E.: In alcuni ambiti anche noi abbiamo cercato di costruirci delle certezze, come con Funk Ya Mama: un progetto coraggioso, soprattutto perché il budget era limitatissimo. Ho capito dopo che quando si apre un’etichetta, che alla fin fine è una piccola impresa, è meglio non mettersi subito in regola, perché il sistema italiano ti carica di tasse insostenibili per un’attività appena entrata sul mercato. Fortunatamente, anche se l’impresa Funk Ya Mama ha chiuso, il collettivo Funk Ya Mama è ancora attivissimo e sono molto ottimista: stiamo entrando nel terzo anno di attività, che secondo molti studi di marketing è quello in cui i sacrifici cominciano a dare i loro frutti. Se davvero succederà questo, non ci metterò niente a riaprire una partita iva, ricostruendo le mie certezze.
T.: Pensa che in Olanda, se apri una nuova impresa, per i primi due anni non paghi le tasse. Se ci fossero degli sgravi simili in Italia, soprattutto per quelle imprese che si occupano di cultura, sarebbe molto più semplice per noi avere delle certezze. Comunque c’è da dire che, anche se ogni tanto un po’ d’ansia è d’obbligo, non ci sentiamo così folli per aver intrapreso questa strada. Oggi come oggi, tutti i trentacinquenni vivono in una situazione totalmente instabile. Dopo il precariato, stiamo scivolando nell’era dell’overqualified: si studia troppo, talmente tanto che nessuno ti assume più perché sei troppo qualificato per il lavoro che dovresti fare.

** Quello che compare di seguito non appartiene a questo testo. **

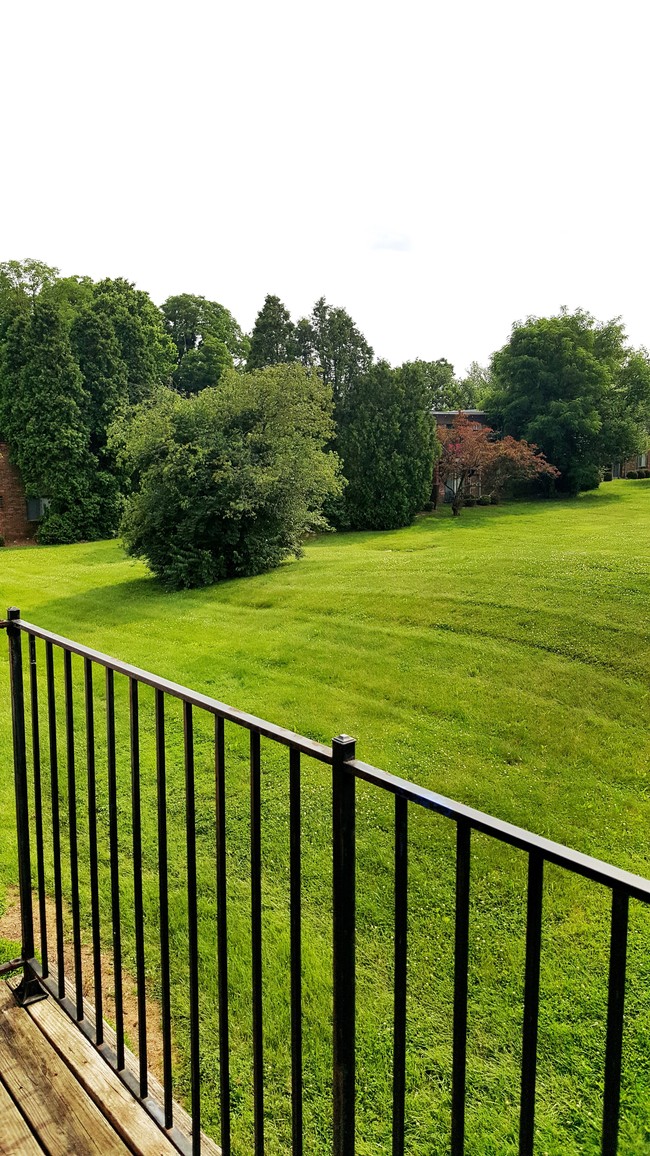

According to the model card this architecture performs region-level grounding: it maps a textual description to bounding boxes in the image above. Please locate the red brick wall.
[0,442,35,542]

E.: In questo momento, che differenza c’è tra un musicista e un operaio, a livello di garanzie? In entrambi i casi, il posto fisso non esiste più.
T.: Forse questo darà un nuovo impulso vitale alla musica. Molti artisti preferivano aggrapparsi a un lavoro sicuro; ora che non c’è più questa possibilità, magari ricominceranno a puntare sulla propria passione, piuttosto che sulla sicurezza economica.
B.: Progetti futuri?
E.: Torme sta lavorando al nuovo disco di Yoshi, che è molto potente, mentre io sto lavorando al mio nuovo album. Tutto ciò che faremo, comprese le produzioni Funk Ya Mama, sarà regolarmente targato Siamesi Distribution: speriamo di allargare il più possibile questo circuito, secondo noi ha delle potenzialità.
T.: E abbiamo fondato una nostra mini-televisione sul network Mogulus.com, una piattaforma su cui ciascuno può creare il proprio palinsesto. Si chiama One Time TV (www.mogulus.com/1timetv) e passiamo solo video, di quelli che ormai è difficile trovare in circolazione. Un progetto che ci ha divertito tantissimo, invitiamo tutti a darci un’occhiata!